5 razones por las que cubrir tu piscina desmontable en invierno

Cada vez son más las personas que se decantan por piscinas desmontables durante todo el año por las numerosas ventajas que aportan a sus propietarios, pero también es importante cuidar de ellas ya que con la llegada del invierno su uso desciende notablemente. Lo ideal es cubrir tu piscina desmontable para mantenerla en perfectas condiciones sin necesidad de vaciar el agua. Las cubiertas de piscina son sencillas de instalar y muy beneficiosas a largo plazo, como prueban las cinco razones que pueden leerse a continuación.

 

Cubrir tu piscina desmontable Impide la evaporación del agua

Una de las razones más habituales para cubrir tu piscina desmontable en invierno es que esta acción evita en gran medida la evaporación del agua. Este hecho influye de forma notable en el consumo energético y en el del agua, permitiendo un ahorro considerable al demorar la pérdida de líquido. De este modo, al contar con una cubierta se pierde menos cantidad de agua de lo normal durante la época invernal, lo que supone no tener que rellenar la piscina tan a menudo.

 

Cubrir tu piscina desmontable mantiene la temperatura del agua

Una piscina desmontable cuyo calentamiento del agua se basa en los rayos de sol que inciden en ella, al cubrirla se creará una atmósfera que permitirá retener el calor del agua durante la noche.
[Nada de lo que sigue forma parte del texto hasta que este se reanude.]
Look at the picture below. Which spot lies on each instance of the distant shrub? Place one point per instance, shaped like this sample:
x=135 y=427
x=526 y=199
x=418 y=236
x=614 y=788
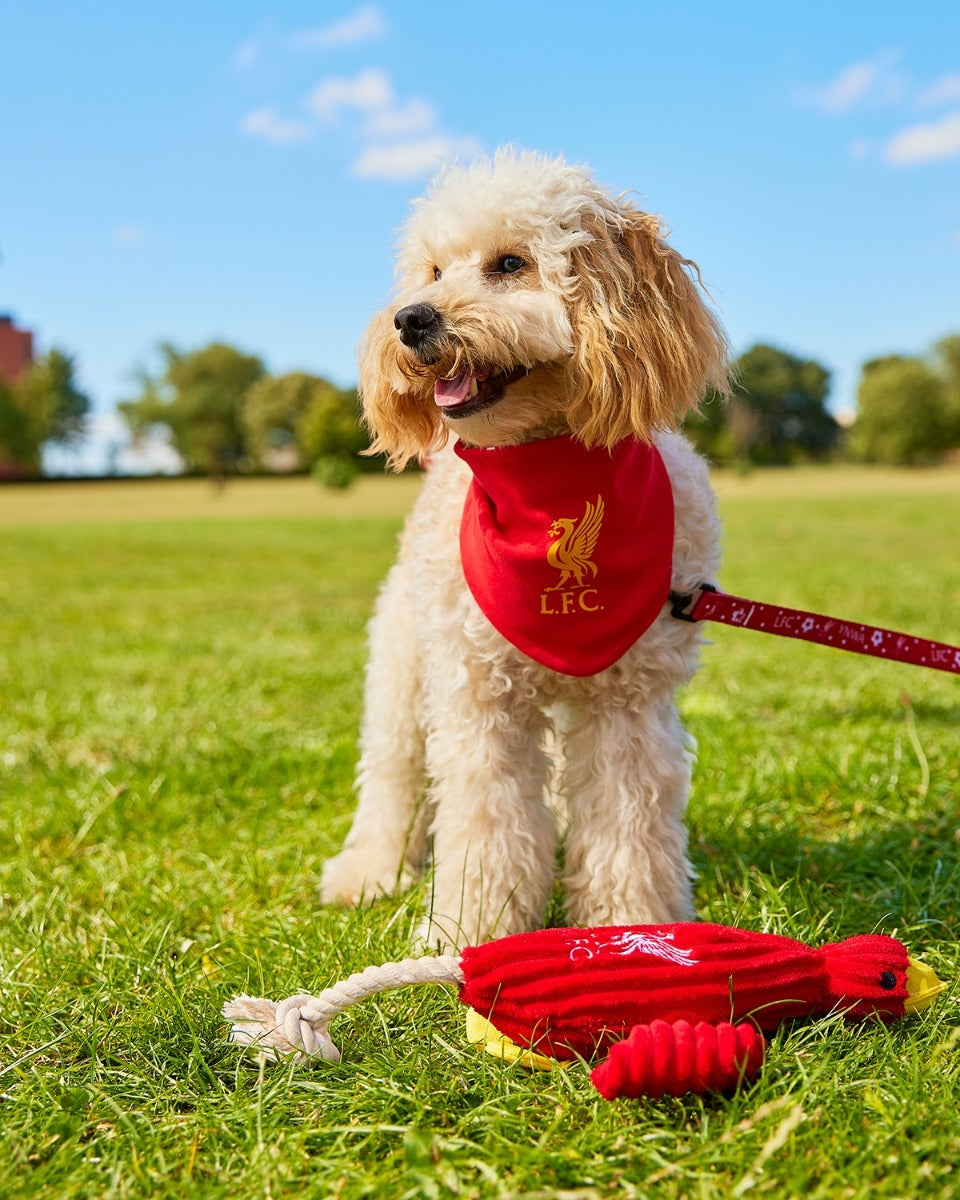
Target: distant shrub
x=336 y=472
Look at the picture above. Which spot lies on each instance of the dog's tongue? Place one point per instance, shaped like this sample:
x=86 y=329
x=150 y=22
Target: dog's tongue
x=448 y=393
Por tanto, el sol que ha ido albergando el agua a lo largo del día será posible conservarlo y mantenerlo todo lo posible hasta la mañana siguiente, lo que resulta verdaderamente útil en días de invierno donde apetece darse un baño. Y es que, al no perder el calor por la noche, a la mañana siguiente el agua seguirá estando aún más caliente de lo normal. De esta forma, se ahorrará también en un sistema de calefacción para piscinas.

 

Se reduce el uso de productos químicos

Los productos químicos son obligatorios para conservar en buen estado la calidad del agua, pero también para un mantenimiento e higiene óptima. Por ello, al cubrir tu piscina desmontable con una lona, cubierta de invierno, se reduce el uso de estos productos cada noche, ya que se enturbiará menos y estará menos expuesta a las diversas impurezas del aire que pueden provocar el estancamiento del agua. Asimismo, el uso continuado de químicos tiende a producir alergias o reacciones como irritaciones, ojos llorosos e incluso asma. Por lo tanto, hacerse con una lona para la piscina no solo cuidará la calidad del agua sino también la salud de los bañistas.

 

No hay que realizar tanta limpieza en la piscina

Cuanto más tiempo esté la piscina cubierta menos suciedad atrapará el agua a lo largo del día. Y es que para mantener ésta limpia hay que dedicar tiempo a la limpieza de la estructura. Por norma general, y especialmente en invierno, el agua tiende a ensuciarse aún más debido a los objetos y cosas que arrastra el viento por la noche (ramas, hojas, bichos, etc.). Por lo que colocar una cubierta impedirá la caída de estos y, por tanto, tener que estar continuamente limpiando y sacando objetos del interior de la piscina.

 

Ofrece una mayor seguridad

Una de las principales razones para cubrir tu piscina desmontable en invierno es que una cubierta proporciona una mayor seguridad en el entorno, sobre todo cuando hay niños a nuestro cuidado. Tener en cuenta que en GRE existen varios grosores en las cubiertas, desde los 580 g/m 2 hasta 120 g/m 2 para las cubiertas de invierno y desde 400µ a 180 µ en las cubiertas isotérmicas. Son fabricadas en materiales como PVC armado hasta polietileno. Hay que considerar que cubiertas como las lonas o las cubiertas isotérmicas no proporcionan seguridad frente a caídas.